Now located at the Nelson-Atkins Museum, the stele is a dark gray limestone carved in low relief. Because of the layered nature of limestone, the object is rapidly delaminating (losing layers) of its surface, endangering the shallow carving. According to Kathleen Garland, object conservator for the museum, a reliable method of tracking the effects of consolidation was needed to prevent further damage.
“The block of limestone has a horizontal cut presumably made at the time that the sculpture was removed from its original location in China” Garland said. “Large amounts of delamination have occurred in the area of this cut.”
In spring 2000, John Twilley of Art Conservation Science, and Jerry Podany, head of Antiquities Conservation at the J.P. Getty Museum (both consultants on the possible treatment of the stone), suggested that infrared thermography might be a way to map the delaminating areas and monitor future damage.
The experiment involved a bank of 10 heat lamps set up to examine the stele, heating the surface of the limestone to body temperature for one minute prior to imaging.

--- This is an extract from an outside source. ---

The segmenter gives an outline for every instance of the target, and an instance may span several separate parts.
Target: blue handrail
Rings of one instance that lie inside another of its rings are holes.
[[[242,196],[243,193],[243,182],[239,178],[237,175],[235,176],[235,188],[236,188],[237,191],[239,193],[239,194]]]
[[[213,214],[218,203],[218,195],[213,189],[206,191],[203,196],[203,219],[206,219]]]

An infrared camera was used to image the stele to the depth of one centimeter.
The resulting images, called thermograms, clearly displayed defects as brighter than the surrounding area. The thermograms also revealed areas of delamination below the surface that were not detectable by gentle tapping, which is the traditional method for locating the voids. Rather than immediately applying a consolidant, the team performed a speculative treatment using a non-harmful acetone that would act similarly to a consolidant in real time.
“Since infrared thermography detects the voids below the surface by comparing thermal properties of air in the void, which are lower than the thermal properties of the limestone, we hypothesized that we would be able to detect when a void was filled,” Garland said. “A syringe of acetone was injected into a delaminating area just after the stone had been warmed with the infrared light for 10 minutes.”
The group selected acetone because it would not affect the surface of the artwork, and it is a good solvent for the consolidant, Paraloid B-72. As predicted, the team was able to watch the migration of the solvent in the delaminating area in real time.
Later, the team injected diluted solutions of B-72 and acetone into the void and successfully monitored the migration of the consolidant. Garland says the technique developed at Nelson-Atkins has promise as a safe methodology for conservators considering consolidation on fragile objects.
“To our knowledge, no other technique allows the conservator to watch the penetration of a consolidant below the surface in real time, and thus monitor the progress of the treatment,” she said.